A variation on the case fatality rate South Korea (a), Italy (b), and globally (c)

The estimated infection time has been globally reduced over the epidemic period (Fig. 2c), and the global basic reproductive number is currently around 1, except in those countries who are experimenting with a second wave.

Discussion

The application allows the use of epidemiological indicators to a better understanding of the evolution of the COVID-19 epidemic in 167 countries affected. However, we should note that it has been developed mainly for descriptive purposes. Therefore, we avoided using complex mathematical models to predict an uncertain future with uncertain data [15]. We choose to use a classical approach fitting Poisson regression models, commonly used in epidemiological research [8, 16], which not only is parsimonious but also showed reasonable goodness of fit. To go beyond epidemiological information, we add some tabs with relevant statistical information about estimated models. The target audience of this web application is wide. It includes scientists, researchers, policymakers, journalists, and the general public with a special concern on the SARS-CoV-2 epidemic. Since publication to date, our application had received more than 6 thousand visits from all around the world, but mainly from Europe and the United States.
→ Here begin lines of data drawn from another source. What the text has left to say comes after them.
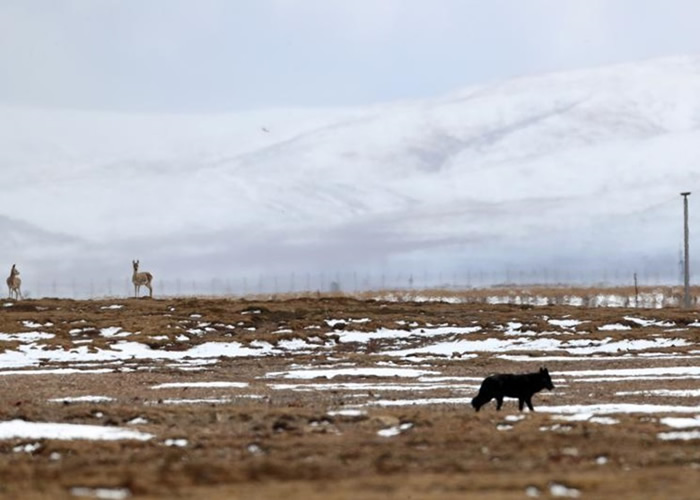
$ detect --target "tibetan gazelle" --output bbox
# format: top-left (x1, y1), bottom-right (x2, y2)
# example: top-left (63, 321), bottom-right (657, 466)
top-left (131, 260), bottom-right (153, 297)
top-left (7, 264), bottom-right (22, 300)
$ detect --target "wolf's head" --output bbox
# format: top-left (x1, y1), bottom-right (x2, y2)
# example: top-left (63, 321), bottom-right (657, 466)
top-left (539, 368), bottom-right (554, 391)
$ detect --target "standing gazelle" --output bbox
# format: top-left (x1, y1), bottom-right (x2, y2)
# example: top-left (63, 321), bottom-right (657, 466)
top-left (131, 260), bottom-right (153, 297)
top-left (7, 264), bottom-right (22, 300)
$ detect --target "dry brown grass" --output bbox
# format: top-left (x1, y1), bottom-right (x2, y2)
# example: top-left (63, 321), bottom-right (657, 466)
top-left (0, 292), bottom-right (700, 500)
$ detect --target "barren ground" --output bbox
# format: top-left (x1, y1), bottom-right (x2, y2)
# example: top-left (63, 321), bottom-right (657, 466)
top-left (0, 298), bottom-right (700, 500)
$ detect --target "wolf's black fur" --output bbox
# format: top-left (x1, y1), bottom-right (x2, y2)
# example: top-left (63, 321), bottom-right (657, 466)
top-left (472, 368), bottom-right (554, 411)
Tracking the SARS-CoV-2 epidemic spread has become a topic of great interest. There are several apps, dashboards, and maps on the internet showing local, national, and international figures. Among the most popular the Johns Hopkins University web offers a worldwide view on a map with the cumulate number of confirmed cases, deaths, and recovered worldwide and by country and state/region, but not in all countries. The World Health Organization has its dashboard showing more or less the same information on confirmed cases and deaths by country. Other applications focus its figures on predictions. Is the case of the web developed by the Institute for Health Metrics and Evaluation (IHME) of the University of Washington. On its web, you can see current data and projections on cumulate and daily cases and deaths in the United States and the European Economic Area. Moreover, they used a mixed-effects non-linear regression framework to estimate the trajectory of the cumulative and daily death rate as a function of the implementation of social distancing measures.
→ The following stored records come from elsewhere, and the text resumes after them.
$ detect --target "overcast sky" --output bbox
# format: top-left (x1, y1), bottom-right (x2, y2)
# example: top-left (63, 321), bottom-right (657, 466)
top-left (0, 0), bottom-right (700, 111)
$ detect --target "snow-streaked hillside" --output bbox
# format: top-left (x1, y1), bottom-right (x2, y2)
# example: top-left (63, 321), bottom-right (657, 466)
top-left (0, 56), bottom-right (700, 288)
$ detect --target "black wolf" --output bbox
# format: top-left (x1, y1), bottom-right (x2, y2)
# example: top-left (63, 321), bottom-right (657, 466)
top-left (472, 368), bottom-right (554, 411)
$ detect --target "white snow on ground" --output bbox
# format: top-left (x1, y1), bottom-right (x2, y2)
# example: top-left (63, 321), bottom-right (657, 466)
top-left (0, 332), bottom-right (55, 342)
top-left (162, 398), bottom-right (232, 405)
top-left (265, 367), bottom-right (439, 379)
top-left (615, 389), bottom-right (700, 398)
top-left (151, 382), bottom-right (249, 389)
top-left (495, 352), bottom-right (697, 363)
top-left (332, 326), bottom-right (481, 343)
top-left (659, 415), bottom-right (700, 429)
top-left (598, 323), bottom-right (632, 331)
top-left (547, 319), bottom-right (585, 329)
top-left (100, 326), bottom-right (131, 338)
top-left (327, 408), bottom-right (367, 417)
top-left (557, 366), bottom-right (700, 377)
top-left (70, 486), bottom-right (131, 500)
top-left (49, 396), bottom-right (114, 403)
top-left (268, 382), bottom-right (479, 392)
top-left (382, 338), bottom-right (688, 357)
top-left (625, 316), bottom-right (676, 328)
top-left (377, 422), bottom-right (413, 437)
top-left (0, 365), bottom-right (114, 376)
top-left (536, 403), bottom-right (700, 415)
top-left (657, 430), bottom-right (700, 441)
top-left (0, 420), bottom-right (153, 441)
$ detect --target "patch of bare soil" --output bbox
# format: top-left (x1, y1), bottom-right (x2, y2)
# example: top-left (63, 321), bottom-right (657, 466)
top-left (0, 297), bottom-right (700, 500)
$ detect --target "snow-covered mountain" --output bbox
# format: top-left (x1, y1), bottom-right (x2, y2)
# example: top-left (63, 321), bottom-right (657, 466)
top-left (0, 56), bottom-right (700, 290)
The choice of reliable data sources is complex and not absent from controversy [17, 18]. Our main data source is provided daily by the ECDC (19) and we mainly chose epidemiological indicators based on those which could be derived from diagnosed cases and daily deaths.
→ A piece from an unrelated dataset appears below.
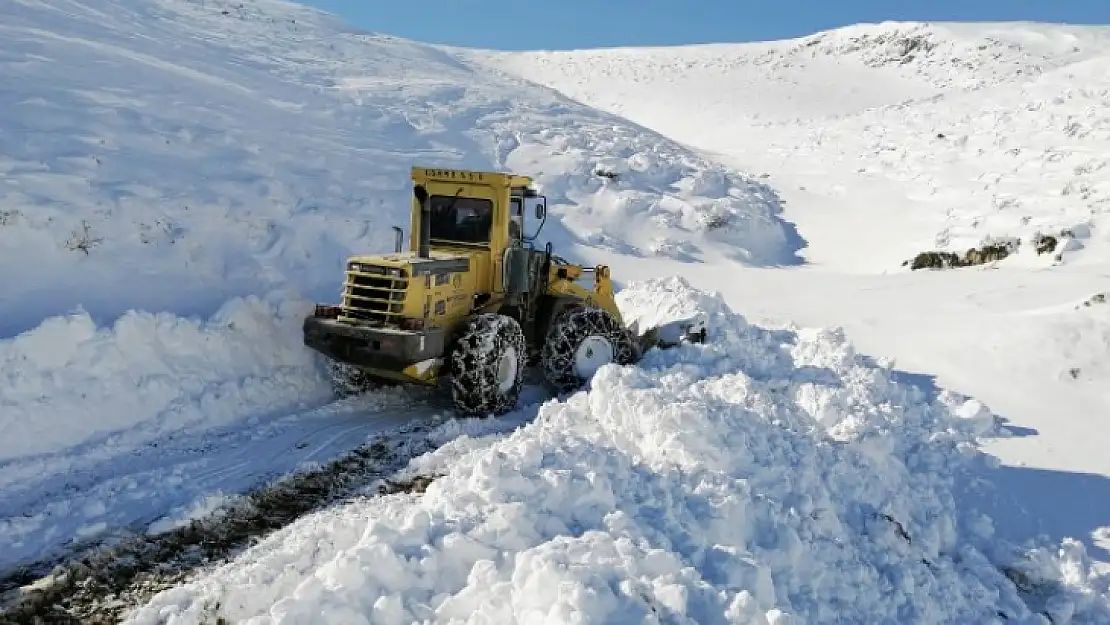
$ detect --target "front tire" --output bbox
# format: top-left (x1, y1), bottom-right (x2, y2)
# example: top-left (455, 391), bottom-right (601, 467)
top-left (541, 308), bottom-right (634, 392)
top-left (451, 314), bottom-right (527, 416)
We should acknowledge that the application does not take into account the changes in the definition of a case diagnosed by COVID-19, nor the population exposed. So, the number of events is modeled directly instead of the incidence rate, assuming that the entire population is at risk, except for the case fatality rate. Moreover, the analyses are not free from the biases linked to the source of information provided by the ECDC. For example, in several countries, it can take some weeks until death certificates are available in databases. Hence, estimates might not be accurate due to the underreporting of diagnosed cases and mortality in official statistics.

Conclusions

The COVID19-World is a web-based application that comes to fill a gap, presenting a set of useful tools for updated country-specific analysis and visualization of epidemiological indicators of the COVID-19 epidemic worldwide. The web application facilitates a better understanding of the evolution of the epidemic in each country and might be useful for country-specific epidemiological surveillance.

Availability and requirements

Project name: COVID-19 WORLD.

Project home page: https://ubidi.shinyapps.io/covid19world/

Operating system: Platform independent.

Programming language: R.

Other requirements: Any web browser, or RStudio with libraries shiny, dplyr, xlsx, vroom, sjPlot, EpiEstim, shinydashboard, shinyFeedback, shinycssloaders, and kableExtra.

License: published under the GNU General Public License Version 2.

Any restrictions to use by non-academics: Commercial organizations are welcome to contact the author prior to use.